While the administration has commendably not knuckled under, we wonder if the Demerara plantations were not given a basket to fetch water. In a recent interview, the CEO of GuySuCo remarked that after the 2005 floods, the corporation has to get back to the Agricultural Improvement Programme (AIP), which was unveiled since 2002. Get back? In 2008?
The question I believe the Minister should also inquire into is whether the AIP was ever implemented in the Demerara plantations. Do the spending figures support the claims? The success or failure of GuySuCo depends on its performance in the fields: productivity of sugar in general, and the Demerara plantations in particular, will always demand rigorous husbandry practices. The move to create a new position of Deputy CEO for a Field Specialist is a move in the right direction, but we believe that it is not enough to produce the optimum results.
The Board of Directors for GuySuCo is appointed by the Minister and sets policy for the corporation. We believe that while the incumbents may have performed as well as they could under the present guidelines, the latter ought to be reconstituted to produce a much more hands-on Board, with members who have actual experience in the industry – especially in the field sector.
The present Board meets maybe monthly and as far as we are aware, none of the committees that it has constituted itself into, deals with operational matters. We suspect that even if it did, because of the members’ general lack of exposure to the unique exigencies of producing sugar – especially the preponderant (70%) agricultural component, a whole lot of hogwash has been shovelled their way by management with them being none the wiser. They would have to be willing to get into the trenches, to finally act as if they represent the owners of GuySuCo – the people of Guyana. Of course, they would have to be remunerated appropriately.
Another area that has to be looked at is the recruitment practices for the field management: Field Manager, Senior Field manager, asst. field mgr. (harvesting), asst. field mgr. (crop husbandry), asst. field mgr. (mechanical tillage), Agri.

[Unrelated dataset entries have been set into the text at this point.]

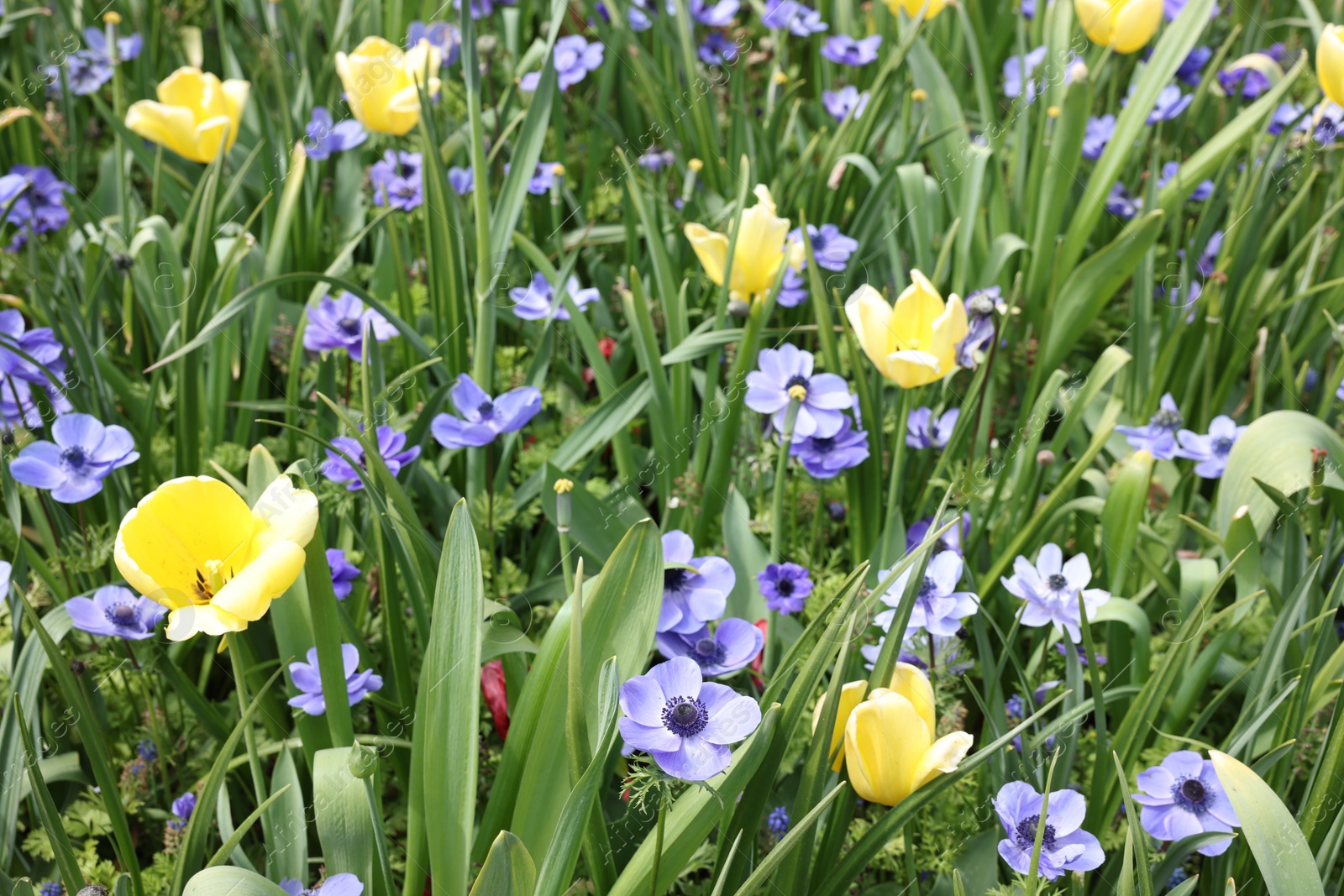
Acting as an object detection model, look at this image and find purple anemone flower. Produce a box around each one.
[304,293,396,361]
[430,374,542,448]
[822,85,869,121]
[368,149,425,211]
[508,271,600,321]
[999,544,1110,643]
[789,417,869,479]
[699,33,738,65]
[822,34,882,69]
[995,780,1106,880]
[323,423,419,491]
[618,657,761,780]
[406,20,462,69]
[304,106,368,161]
[327,548,359,600]
[1176,414,1246,479]
[657,618,764,677]
[657,529,738,636]
[872,551,979,638]
[289,643,383,716]
[746,343,852,438]
[1134,750,1242,856]
[957,286,1008,369]
[757,563,813,616]
[66,584,168,641]
[1084,114,1116,161]
[517,34,602,92]
[1116,392,1185,461]
[9,414,139,504]
[906,407,961,448]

Suprtintendant (Agronomist), asst. field mgr. (cultivation), field workshop superintendent, field superintendent, supervisors (one for each gang), field foremen, charge-hands. Of recent, GuySuCo has had great difficulty in recruiting and retaining managers from the field superintendent level. This will remain a problem if upper management continues to insist on “book qualifications” being the main criteria for recruitment.
These individuals retain the ingrained West Indian aversion to be connected to manual labour and basically see themselves “catching their hand” until they locate greener (white collar) pastures. They avoid the fields like the plague. The focus ought to shift towards promoting individuals upwards from the supervisors’ category, who started as ordinary workers and who will more likely remain for the status conferred by the positions. They ought to be trained in the use of the now available hand-held computerised devices that allow the complicated flow of field operations to be monitored and evaluated daily.
Because the soils in Demerara have the least amount of the preferred Type I soil for sugar cultivation, for the yield to be improved to match the Berbice figures, the necessary material inputs, as well as the intensive labour for their applications, will inevitably add substantially to costs. To retain workers in the face of job competition in Demerara, cost cutting will also have to be pursued outside the “slashing wages” box.